"MIGHT WELL BE ABOUT A BRILLIANT AND ALL-TOO-HUMAN DICTATOR IN MODERN TIMES" (KURT VONNEGUT)
WILDER, Thornton. The Ides of March. New York, London: Harper & Brothers, (1948 [i.e. 1947]). Octavo, original navy paper boards, original dust jacket.
First trade edition, issued along with a signed limited edition (750 copies), of Wilder's "rich and human novel," inscribed on the title page by him, "Raymond L— Best wishes, Thornton Wilder, Hamden Conn. July 19 1970."
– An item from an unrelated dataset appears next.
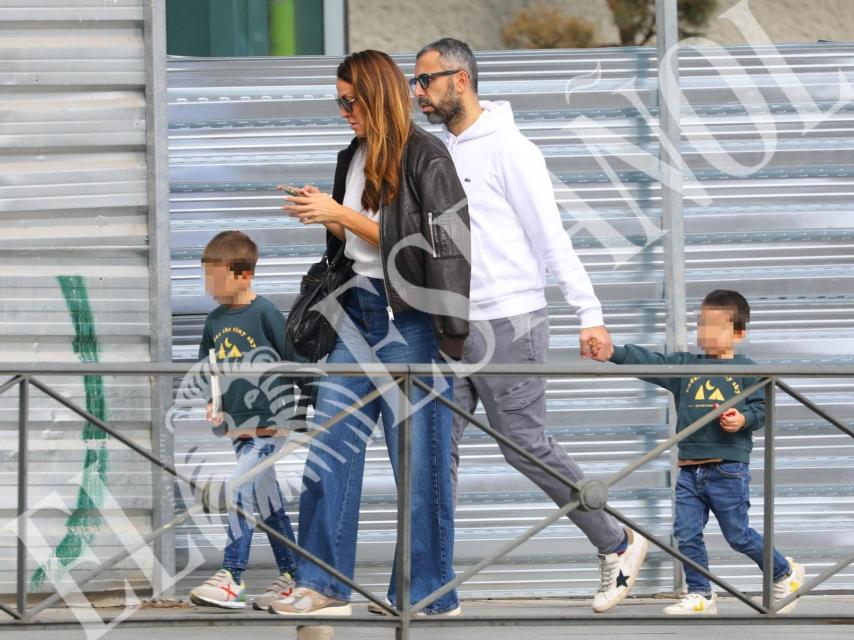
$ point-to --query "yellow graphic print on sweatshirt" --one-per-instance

Wilder's widely-praised novels and plays "lifted him to the front ranks of American men of letters. He won three Pulitzer Prizes, the first in 1928 for the novel Bridge of San Luis Rey; the second in 1938 for the play Our Town, and the third in 1943 for the drama Skin of Our Teeth." After serving in the Army in WWII, Wilder returned home to write Ides of March. A historical novel set in Rome at the time of Julius Caesar, it won praise as "a rich and human novel" (New York Times). Kurt Vonnegut, in his forward to a 2003 edition of Ides of March, wrote: "the Julius Caesar in this book, literate, well read, unburdened by ignorance and superstition, is in all respects a modern man. Ides of March, while set in Rome, might well be about a brilliant and all-too-human dictator in modern times, and what it could be like for the men and women who are close to one. The book's lesson… is that it is human nature which does not change, no matter the era or situation." Critics have observed that although "Wilder does not make the point explicitly, it is clear enough that he considered Ides of March part of the effort to marshal resistance to fascism" (Koelb, Legendary Figures, 89). First edition, first printing: with "First Edition M-W" on copyright page indicating publication in December 1947. Bruccoli & Clark III:368.
Text fine with minimal edge-wear to book; lightest edge-wear to bright dust jacket. A handsome about-fine inscribed copy.